As someone whose faith is a very important part of my life, I do try to be objective about some very valid issues members of opposing religions may raise, or indeed even people who aren’t even religious at all. As much as they have grounds for not harbouring the belief that some of us have, we have grounds for harbouring the belief that they don’t have.
In any case, we have to navigate this world together and in some or other way find ways to co-exist, even in the instance that our different beliefs could clash in somewhat of a colossal manner.
The best way through which to do this is to acknowledge one important fact we always seem to miss amidst all the debating, which is that in essence, anybody who follows a set of rules, whether religious or otherwise, does so with good intentions. This is where the virtue of it shines through and these virtues are what we should hold on to.
I mean you’ve already interacted with your work colleagues a few times if not many times over the years you’ve worked with them, so can you really tell me that the ones you get along with are only the ones who practice the same religion you and perhaps even those who attend the same church denomination as you do? Probably not.
Effective communication is an essential part of any workplace, as illustrated by these 5 examples of great staff communication; thusly if you want to be productive and your employees to give their best on the job, then you have to often keep aside personal preferences of faith, or at least clear the air by talking about them and establishing proper boundaries.

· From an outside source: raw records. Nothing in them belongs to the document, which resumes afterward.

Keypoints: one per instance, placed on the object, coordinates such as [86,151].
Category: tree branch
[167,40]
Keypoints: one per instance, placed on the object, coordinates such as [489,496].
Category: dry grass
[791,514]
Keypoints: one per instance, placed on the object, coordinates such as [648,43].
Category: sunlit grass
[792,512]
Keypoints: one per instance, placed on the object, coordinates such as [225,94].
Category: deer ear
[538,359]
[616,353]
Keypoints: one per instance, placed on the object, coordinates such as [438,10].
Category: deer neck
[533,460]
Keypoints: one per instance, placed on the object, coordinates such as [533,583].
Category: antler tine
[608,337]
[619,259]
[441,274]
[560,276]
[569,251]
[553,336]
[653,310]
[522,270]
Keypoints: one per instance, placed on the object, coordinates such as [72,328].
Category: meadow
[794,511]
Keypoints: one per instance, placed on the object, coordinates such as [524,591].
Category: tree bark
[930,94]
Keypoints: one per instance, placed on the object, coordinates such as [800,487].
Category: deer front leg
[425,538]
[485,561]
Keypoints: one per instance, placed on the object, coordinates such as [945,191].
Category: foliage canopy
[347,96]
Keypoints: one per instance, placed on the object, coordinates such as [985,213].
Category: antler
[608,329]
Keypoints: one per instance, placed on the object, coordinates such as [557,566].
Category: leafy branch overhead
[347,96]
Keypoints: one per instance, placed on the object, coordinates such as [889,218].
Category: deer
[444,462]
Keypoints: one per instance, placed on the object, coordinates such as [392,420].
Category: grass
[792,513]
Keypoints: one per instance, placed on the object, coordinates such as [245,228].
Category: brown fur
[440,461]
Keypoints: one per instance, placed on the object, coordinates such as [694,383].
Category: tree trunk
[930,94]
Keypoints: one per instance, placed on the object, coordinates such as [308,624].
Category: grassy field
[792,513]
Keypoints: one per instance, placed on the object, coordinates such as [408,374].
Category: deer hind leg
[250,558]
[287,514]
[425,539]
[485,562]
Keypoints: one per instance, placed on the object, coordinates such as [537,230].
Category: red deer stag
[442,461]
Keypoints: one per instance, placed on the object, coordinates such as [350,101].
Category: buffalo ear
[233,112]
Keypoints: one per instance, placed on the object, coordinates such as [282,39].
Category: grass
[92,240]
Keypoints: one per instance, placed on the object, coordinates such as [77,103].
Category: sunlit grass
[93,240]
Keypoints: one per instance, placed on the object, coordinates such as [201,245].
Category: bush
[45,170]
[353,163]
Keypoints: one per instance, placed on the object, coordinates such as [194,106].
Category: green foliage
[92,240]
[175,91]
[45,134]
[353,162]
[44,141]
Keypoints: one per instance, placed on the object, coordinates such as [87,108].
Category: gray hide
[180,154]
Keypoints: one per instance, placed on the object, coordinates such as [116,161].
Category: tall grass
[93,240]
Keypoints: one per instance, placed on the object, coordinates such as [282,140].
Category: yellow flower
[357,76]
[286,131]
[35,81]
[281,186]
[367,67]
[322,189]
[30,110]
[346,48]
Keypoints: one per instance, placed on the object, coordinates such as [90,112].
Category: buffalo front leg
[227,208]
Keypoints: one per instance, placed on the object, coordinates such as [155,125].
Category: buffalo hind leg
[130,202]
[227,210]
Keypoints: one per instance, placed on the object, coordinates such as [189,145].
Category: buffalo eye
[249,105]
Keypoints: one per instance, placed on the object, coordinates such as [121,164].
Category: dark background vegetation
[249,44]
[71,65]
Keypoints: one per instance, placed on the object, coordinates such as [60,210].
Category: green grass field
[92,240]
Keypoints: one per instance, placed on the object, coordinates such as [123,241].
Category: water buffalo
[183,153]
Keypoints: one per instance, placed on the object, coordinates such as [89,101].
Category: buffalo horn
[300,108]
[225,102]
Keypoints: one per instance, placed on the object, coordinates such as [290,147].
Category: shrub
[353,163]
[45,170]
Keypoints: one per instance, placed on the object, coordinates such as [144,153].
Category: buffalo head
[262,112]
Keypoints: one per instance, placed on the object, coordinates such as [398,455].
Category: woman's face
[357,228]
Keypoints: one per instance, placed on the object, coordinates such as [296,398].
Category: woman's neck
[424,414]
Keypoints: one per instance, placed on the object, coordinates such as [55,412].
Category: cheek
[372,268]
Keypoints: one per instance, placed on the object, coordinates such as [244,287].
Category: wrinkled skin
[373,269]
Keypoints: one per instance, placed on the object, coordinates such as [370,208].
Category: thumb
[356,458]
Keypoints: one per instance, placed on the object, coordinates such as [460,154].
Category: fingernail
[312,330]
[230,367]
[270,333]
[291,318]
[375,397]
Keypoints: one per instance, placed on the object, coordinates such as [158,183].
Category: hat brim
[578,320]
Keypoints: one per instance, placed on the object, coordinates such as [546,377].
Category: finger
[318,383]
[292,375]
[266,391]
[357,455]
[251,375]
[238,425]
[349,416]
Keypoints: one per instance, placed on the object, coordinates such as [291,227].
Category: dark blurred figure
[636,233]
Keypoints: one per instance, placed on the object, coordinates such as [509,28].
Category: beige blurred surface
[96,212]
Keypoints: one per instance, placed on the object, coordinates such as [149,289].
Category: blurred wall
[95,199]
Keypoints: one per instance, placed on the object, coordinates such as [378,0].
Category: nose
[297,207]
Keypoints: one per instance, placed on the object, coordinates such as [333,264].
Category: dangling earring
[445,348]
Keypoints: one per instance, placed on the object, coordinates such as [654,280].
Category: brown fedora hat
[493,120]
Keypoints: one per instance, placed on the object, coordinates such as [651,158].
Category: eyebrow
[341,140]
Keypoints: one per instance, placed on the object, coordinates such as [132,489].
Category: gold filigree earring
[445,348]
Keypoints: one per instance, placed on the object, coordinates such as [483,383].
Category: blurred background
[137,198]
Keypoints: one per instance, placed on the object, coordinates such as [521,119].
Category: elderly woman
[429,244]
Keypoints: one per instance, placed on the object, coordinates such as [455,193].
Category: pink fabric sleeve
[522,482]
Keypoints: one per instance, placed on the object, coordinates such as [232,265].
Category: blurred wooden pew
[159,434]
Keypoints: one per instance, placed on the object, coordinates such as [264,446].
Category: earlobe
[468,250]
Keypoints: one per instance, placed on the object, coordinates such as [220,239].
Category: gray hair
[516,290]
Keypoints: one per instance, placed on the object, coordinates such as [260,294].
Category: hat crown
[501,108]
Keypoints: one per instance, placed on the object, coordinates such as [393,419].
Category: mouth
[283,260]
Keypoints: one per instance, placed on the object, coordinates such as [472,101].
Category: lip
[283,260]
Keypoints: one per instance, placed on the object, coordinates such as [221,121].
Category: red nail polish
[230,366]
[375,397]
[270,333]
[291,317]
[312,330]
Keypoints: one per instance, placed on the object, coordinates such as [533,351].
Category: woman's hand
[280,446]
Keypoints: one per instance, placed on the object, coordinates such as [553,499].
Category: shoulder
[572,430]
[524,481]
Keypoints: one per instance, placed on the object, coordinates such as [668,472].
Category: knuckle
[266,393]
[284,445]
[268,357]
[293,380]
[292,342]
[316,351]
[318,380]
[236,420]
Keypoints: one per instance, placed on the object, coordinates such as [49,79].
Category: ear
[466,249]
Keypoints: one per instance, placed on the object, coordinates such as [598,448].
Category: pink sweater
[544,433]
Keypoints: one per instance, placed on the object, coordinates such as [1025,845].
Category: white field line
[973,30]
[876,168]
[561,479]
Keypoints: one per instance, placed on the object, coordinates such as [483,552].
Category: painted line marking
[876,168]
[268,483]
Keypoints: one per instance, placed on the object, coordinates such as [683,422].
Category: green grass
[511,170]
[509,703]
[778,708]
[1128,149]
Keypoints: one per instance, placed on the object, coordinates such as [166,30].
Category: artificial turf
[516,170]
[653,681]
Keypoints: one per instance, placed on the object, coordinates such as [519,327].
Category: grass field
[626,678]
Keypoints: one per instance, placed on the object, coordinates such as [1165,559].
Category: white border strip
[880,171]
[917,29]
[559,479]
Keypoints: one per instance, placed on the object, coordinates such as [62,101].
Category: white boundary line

So, as much as the typical workplace is all about money, something which in many interpretations is considered to be the root of all evil, the virtues of faith definitely have a place in the workplace. Not only that, an active decision to maintain these virtues should be taken as this will make provision for the much-needed self-governance structure which is often missing from the lives of many economically active individuals. Partly, this could be done by using Together Mentoring Software or similar technology that can provide the necessary support and feedback for an employee’s experience with maintaining faith and virtue in any work setting. While some might support the active garnering of such ideas, others might appreciate a more passive approach, and using the right kind of tools and technology to enable these ideas can do more good than harm.
You don’t even have to look too hard to find existing conduits of the virtues of faith being implemented in the workplace, such as how the integrity with which you should act at all times is implicitly left up to a decision you should take as an individual. Your integrity will definitely be challenged on a daily basis with every decision you face and if you do indeed operate in the absence of integrity, for the most part, you can get away with it, but at some point, there will always be retribution.
Nobody is expected to be perfect either, least of all the average employee who may very well find themselves in a position that makes them feel like they’re been taken advantage of in some or another way, while the organisation they’re working for continues to pile on the profits.
There are some industries however in which the virtues of faith are basically the driving force of the entire industry, such as how the likes of Christopher Simon are made to swear an oath in any of their representations of their clients in the court of law, or within the realms of the institutions surrounding the upholding and enforcing of the law. Naturally, this goes beyond just the car accident law practice and is perhaps even more visibly pronounced in the likes of criminal, civil, and economic law.